Artista de circo há 23 anos, tantos quantos tem, José Torralvo afirma, com convicção, que esta profissão lhe está no sangue. Uma vida carregada de sacrifícios, de quilómetros de estrada e de paisagens que mudam constantemente. Mais de duas décadas em que, para José, um dia é sempre diferente do outro.

Filho do proprietário do circo “Magic Circus”, José Torralvo afirma que esta vida foi herdada dos seus avós, que eram “curros”. “Andavam pelas ruas a fazer alguns números a troco de dinheiro. Só depois é que se evoluiu para um formato semelhante ao actual”, revela o artista.
Ao todo, vivem e viajam duas dezenas com o circo, uma verdadeira família, como lhes chama José Torralvo. “Uns são de sangue outros não, mas, aqui, todos se ajudam e partilham”, reforça o responsável, acrescentando que, por exemplo, só a montagem da estrutura exige coordenação e esforço comum.
Com apenas a antiga quarta classe, José Torralvo revela que era muito complicado ter avançado ao nível da formação. “De duas em duas semanas mudava de escola e estava sempre a procurar novos amigos”, conta o artista.
Actualmente, o ensino para as crianças está facilitado com a distribuição de computadores pelos circos.
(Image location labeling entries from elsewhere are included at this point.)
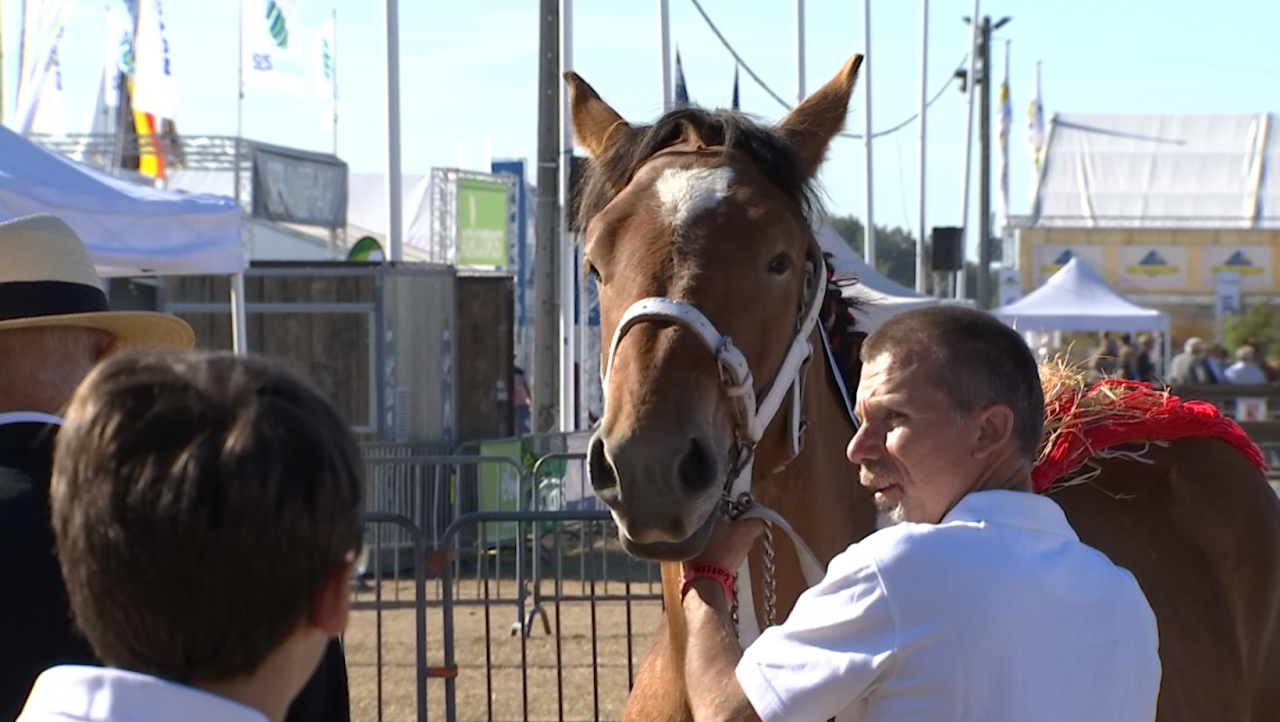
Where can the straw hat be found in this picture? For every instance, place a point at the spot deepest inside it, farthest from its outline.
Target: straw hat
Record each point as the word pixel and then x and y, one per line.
pixel 48 279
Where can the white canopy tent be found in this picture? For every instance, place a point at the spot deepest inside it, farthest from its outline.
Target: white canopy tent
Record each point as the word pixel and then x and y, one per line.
pixel 881 298
pixel 1075 298
pixel 128 229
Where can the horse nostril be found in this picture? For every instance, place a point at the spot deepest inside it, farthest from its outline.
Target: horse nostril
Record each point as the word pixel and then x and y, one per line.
pixel 602 473
pixel 696 469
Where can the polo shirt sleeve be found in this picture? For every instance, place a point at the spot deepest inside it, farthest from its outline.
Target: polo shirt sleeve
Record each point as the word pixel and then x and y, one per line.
pixel 837 644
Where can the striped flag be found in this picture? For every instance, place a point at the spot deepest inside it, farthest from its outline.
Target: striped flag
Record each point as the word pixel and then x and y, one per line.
pixel 681 91
pixel 1006 119
pixel 1036 123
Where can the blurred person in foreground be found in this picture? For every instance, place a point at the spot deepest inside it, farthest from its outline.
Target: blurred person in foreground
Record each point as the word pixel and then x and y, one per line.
pixel 974 599
pixel 55 325
pixel 206 511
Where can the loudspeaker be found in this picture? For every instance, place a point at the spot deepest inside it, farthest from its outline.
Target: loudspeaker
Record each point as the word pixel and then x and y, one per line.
pixel 947 248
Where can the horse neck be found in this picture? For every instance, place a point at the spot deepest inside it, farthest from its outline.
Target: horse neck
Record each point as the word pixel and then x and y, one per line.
pixel 818 492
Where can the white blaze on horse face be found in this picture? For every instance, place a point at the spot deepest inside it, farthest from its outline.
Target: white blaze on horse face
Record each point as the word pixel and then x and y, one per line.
pixel 686 192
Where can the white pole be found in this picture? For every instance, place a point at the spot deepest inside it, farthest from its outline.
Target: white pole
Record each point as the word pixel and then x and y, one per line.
pixel 976 22
pixel 664 33
pixel 800 94
pixel 869 250
pixel 240 319
pixel 924 104
pixel 333 81
pixel 394 215
pixel 567 268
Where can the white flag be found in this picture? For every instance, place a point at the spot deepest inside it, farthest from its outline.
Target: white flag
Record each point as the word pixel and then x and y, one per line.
pixel 272 39
pixel 42 30
pixel 324 55
pixel 154 88
pixel 1006 119
pixel 118 58
pixel 50 115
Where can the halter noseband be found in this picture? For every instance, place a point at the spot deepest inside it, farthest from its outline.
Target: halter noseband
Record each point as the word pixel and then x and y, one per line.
pixel 752 416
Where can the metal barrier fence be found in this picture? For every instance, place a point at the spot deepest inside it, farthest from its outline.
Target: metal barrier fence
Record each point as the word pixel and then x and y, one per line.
pixel 526 612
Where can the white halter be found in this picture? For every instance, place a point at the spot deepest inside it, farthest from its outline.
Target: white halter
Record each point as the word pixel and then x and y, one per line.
pixel 753 417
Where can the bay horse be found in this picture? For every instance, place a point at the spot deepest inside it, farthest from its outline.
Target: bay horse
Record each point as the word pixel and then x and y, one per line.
pixel 714 293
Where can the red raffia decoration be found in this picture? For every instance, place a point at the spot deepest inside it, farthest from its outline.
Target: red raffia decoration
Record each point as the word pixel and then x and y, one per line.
pixel 1112 412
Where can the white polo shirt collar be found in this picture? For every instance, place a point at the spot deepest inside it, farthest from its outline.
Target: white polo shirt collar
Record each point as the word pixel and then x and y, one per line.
pixel 103 694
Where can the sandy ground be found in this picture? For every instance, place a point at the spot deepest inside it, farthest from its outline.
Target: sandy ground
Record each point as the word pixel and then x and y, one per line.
pixel 502 676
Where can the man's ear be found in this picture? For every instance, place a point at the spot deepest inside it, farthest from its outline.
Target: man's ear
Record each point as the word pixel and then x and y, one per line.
pixel 995 428
pixel 332 604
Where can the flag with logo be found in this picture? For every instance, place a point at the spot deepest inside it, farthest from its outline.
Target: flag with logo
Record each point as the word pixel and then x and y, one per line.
pixel 1006 119
pixel 1036 123
pixel 118 59
pixel 42 28
pixel 324 55
pixel 154 88
pixel 50 114
pixel 272 45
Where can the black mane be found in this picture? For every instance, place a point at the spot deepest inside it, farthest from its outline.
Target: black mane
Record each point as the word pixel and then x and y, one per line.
pixel 732 131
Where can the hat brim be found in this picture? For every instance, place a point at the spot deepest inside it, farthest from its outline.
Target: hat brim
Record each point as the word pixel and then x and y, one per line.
pixel 132 329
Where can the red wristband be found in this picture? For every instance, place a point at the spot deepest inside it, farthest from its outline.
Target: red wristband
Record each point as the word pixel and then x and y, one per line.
pixel 707 570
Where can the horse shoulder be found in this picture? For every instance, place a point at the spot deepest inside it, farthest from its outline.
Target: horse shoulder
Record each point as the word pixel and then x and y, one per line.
pixel 1198 526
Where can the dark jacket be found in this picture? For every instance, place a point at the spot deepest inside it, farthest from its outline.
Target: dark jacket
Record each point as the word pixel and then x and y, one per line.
pixel 36 629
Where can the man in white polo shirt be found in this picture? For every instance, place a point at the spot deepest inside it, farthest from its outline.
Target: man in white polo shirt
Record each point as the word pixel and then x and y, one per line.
pixel 974 601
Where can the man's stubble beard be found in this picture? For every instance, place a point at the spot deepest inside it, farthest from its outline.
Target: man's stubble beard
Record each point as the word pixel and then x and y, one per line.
pixel 887 513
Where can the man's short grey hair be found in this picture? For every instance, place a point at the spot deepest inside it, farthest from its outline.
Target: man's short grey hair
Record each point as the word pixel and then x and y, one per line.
pixel 48 360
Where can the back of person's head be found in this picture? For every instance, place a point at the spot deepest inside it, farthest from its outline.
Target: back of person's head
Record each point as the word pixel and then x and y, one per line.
pixel 201 503
pixel 976 360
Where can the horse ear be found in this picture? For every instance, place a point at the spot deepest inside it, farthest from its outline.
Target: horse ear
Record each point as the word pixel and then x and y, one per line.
pixel 818 118
pixel 595 124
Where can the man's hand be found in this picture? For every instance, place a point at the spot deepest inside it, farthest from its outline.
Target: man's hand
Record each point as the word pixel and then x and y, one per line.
pixel 730 543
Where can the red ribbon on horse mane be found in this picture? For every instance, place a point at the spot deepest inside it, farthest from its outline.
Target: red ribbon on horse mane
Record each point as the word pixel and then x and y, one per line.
pixel 1129 412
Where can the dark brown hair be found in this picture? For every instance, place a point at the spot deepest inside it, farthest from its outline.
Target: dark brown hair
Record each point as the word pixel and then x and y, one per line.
pixel 200 502
pixel 736 132
pixel 976 361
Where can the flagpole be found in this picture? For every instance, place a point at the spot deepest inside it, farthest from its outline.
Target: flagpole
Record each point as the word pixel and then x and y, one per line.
pixel 394 219
pixel 869 232
pixel 240 319
pixel 800 92
pixel 924 105
pixel 976 22
pixel 664 35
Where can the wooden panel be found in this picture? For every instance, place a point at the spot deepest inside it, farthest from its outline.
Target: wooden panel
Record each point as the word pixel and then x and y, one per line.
pixel 485 355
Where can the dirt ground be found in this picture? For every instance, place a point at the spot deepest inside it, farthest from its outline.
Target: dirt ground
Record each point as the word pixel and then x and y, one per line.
pixel 585 677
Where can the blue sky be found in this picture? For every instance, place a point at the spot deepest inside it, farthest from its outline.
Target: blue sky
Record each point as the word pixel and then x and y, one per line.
pixel 469 73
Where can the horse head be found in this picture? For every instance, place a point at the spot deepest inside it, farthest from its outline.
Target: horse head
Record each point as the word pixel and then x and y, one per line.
pixel 698 236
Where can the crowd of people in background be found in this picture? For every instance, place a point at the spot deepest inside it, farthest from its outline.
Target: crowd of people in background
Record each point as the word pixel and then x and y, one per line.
pixel 1138 359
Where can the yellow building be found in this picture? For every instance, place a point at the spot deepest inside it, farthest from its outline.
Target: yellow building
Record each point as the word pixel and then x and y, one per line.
pixel 1159 205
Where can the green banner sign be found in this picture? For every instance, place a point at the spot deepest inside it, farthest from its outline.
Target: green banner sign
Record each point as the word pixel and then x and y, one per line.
pixel 481 223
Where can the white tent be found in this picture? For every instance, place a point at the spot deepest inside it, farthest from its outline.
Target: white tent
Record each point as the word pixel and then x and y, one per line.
pixel 1075 298
pixel 881 298
pixel 128 229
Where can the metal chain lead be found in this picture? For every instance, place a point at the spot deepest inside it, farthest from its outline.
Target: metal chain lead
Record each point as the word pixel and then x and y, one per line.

Contudo, o problema das viagens constantes mantém-se, “só consegue estudar até mais tarde quem puder sair do circo”, acrescenta o responsável.

Vida de trapezista
À semelhança dos outros artistas, José Torralvo desempenha mais do que uma função: é ilusionista, apresenta os búfalos e os cavalos de escola, mas o número que lhe dá mais destaque é o de trapezista, habilidade que juntamente com a sua irmã herdou dos pais.
Não se recorda exactamente quando pisou pela primeira vez, o palco do circo, mas sabe que pediu aos mais velhos que o deixassem actuar para a plateia. Esta vocação e um gosto acompanha-o desde então e, segundo o próprio, permanecerá para sempre.
Contudo, o árduo papel de trapezista já lhe trouxe alguns dissabores. “Há dois anos, caí de uma altura de cerca de 12 metros perante cerca de duas mil pessoas”, recorda o artista.
Nem assim, José colocou a hipótese de abandonar esta vida de circo e dedicar-se a outra profissão. “O que mais gosto é de andar sempre a viajar e conhecer novas pessoas”, afirma o artista. E garante que, se andasse na estrada, apenas pelo negócio, há muito tempo que se teria retirado desta vida.

Cidade móvel
Enquanto trapezista, José é obrigado a dispensar cuidados acrescidos com o físico e com a mente. “Não posso praticar todos os dias porque fico muito cansado. E, caso não tenha ensaios, viajamos sempre com um ginásio”, declarou o artista.
Na realidade, cada vez que o circo viaja, é como se uma mini-cidade se deslocasse. Cada uma das casas, modernas roulotes, está equipada com as mais avançadas e recentes tecnologias. “Temos todas as condições de uma habitação normal, pelo que não sentimos falta de morar num imóvel”, avança José Torralvo.
À parte das habitações, têm que assegurar o transporte e o tratamento de 30 animais de todas as espécies. Ali, podem-se encontrar ursos, búfalos, camelos, javalis e macacos, entre outros, animais que são adquiridos em jardins zoológicos, ainda que, actualmente, se possam encontrar algumas espécies nascidas dentro do próprio circo.

Nascidos no circo
Um dia mais tarde, quando tiver filhos, José tem dúvidas se gostaria que eles continuassem com a tradição da família. “Com as dificuldades e ingratidão desta vida, é muito complicado manter o circo”, lamenta o responsável. Contudo, sabe que, uma vez nascido naquele meio, será difícil não ganhar o gosto e habilidade para os truques artísticos.
Exemplo disso é a sua sobrinha. Filha de uma trapezista, Érica, com os seus tenros quatro anos, demonstra um grande à vontade perante as cordas e animais que acompanham toda a comitiva. E, nem o facto de ser a única criança no circo faz com que se sinta sozinha. “Ela está no mundo das crianças. Basta começar a chegar o público e faz logo novos amigos”, refere José Torralvo.
Ainda assim, a mãe de Érica pretende que, contrariamente ao que sucedeu com a sua família, a filha prossiga com os estudos. “Ela que se forme e, aí, se quiser trabalhar aqui já o pode fazer”, revela.
Estes são alguns dos pedaços de vida duma família que trouxe o circo a Bragança no passado fim-de-semana e que, certamente, já estará noutras paragens.